Sie verbindet Fahrzeugrechner, Netzwerke, Betriebssysteme, Middleware, APIs, Updatesysteme und Entwicklungswerkzeuge, auf denen Fahrzeugfunktionen laufen.
Wie unterscheidet sich ein SDV vom vernetzten Auto?
Ein vernetztes Auto tauscht Daten mit externen Diensten aus. Ein SDV verändert die interne Architektur, damit Funktionen als Software entwickelt, verteilt und gepflegt werden. Ein Auto kann das eine sein, ohne das andere vollständig zu erfüllen.
Macht ein Over-the-Air-Update ein Auto zum SDV?
Nein. OTA ist nur eine Fähigkeit. Ein SDV braucht zusätzlich kontrollierte Plattformen, stabile Hardwareschnittstellen, Lebenszyklusverwaltung und wiederverwendbare Software.

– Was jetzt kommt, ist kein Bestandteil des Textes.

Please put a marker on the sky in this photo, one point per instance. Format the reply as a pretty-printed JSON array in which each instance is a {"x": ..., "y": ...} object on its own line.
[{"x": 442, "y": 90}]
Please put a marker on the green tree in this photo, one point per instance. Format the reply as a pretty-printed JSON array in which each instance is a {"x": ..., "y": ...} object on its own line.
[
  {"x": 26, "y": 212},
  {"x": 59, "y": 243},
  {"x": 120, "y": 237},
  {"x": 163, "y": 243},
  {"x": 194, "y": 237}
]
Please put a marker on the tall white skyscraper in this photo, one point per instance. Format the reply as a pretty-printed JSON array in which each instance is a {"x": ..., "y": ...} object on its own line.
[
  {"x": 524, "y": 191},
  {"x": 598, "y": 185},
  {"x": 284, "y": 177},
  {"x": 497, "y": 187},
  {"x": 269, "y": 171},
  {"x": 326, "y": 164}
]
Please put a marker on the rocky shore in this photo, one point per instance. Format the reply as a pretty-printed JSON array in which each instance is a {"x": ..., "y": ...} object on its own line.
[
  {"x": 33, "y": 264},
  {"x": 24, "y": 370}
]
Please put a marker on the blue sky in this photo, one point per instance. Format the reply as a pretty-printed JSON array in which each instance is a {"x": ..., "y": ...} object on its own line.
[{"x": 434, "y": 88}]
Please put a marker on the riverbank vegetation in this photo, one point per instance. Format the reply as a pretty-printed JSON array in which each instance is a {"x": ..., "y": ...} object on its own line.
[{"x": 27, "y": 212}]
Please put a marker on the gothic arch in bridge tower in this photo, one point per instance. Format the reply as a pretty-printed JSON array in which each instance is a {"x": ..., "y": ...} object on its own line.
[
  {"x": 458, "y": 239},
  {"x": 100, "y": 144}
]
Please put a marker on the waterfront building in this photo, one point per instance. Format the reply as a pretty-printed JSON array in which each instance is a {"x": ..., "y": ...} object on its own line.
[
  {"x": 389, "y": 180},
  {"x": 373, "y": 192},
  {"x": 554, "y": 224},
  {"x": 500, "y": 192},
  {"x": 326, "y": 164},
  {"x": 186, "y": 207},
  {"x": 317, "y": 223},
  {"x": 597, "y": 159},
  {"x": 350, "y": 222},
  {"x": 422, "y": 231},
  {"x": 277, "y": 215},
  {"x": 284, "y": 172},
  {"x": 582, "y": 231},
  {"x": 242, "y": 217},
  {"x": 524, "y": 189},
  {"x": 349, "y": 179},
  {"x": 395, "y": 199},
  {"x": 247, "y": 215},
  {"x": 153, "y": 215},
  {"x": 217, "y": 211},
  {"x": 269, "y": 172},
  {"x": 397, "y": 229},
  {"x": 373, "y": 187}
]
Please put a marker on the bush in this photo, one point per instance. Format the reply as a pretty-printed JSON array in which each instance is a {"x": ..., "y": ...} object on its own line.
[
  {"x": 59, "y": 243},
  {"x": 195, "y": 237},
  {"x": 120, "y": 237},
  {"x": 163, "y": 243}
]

Welche Vorteile hat ein Software-Defined Vehicle?
Möglich sind mehr Softwarewiederverwendung, weniger doppelte Steuergeräte, schnellere Fehlerbehebung und Funktionen, gemeinsame Plattformen über Modelle sowie bessere Diagnose.
Welche Risiken hat ein SDV?
Zentralisierung kann die Wirkung eines Fehlers vergrößern. Cybersicherheit, funktionale Trennung, Konfigurationskontrolle, Rückfallversionen und langfristiger Softwaresupport sind entscheidend.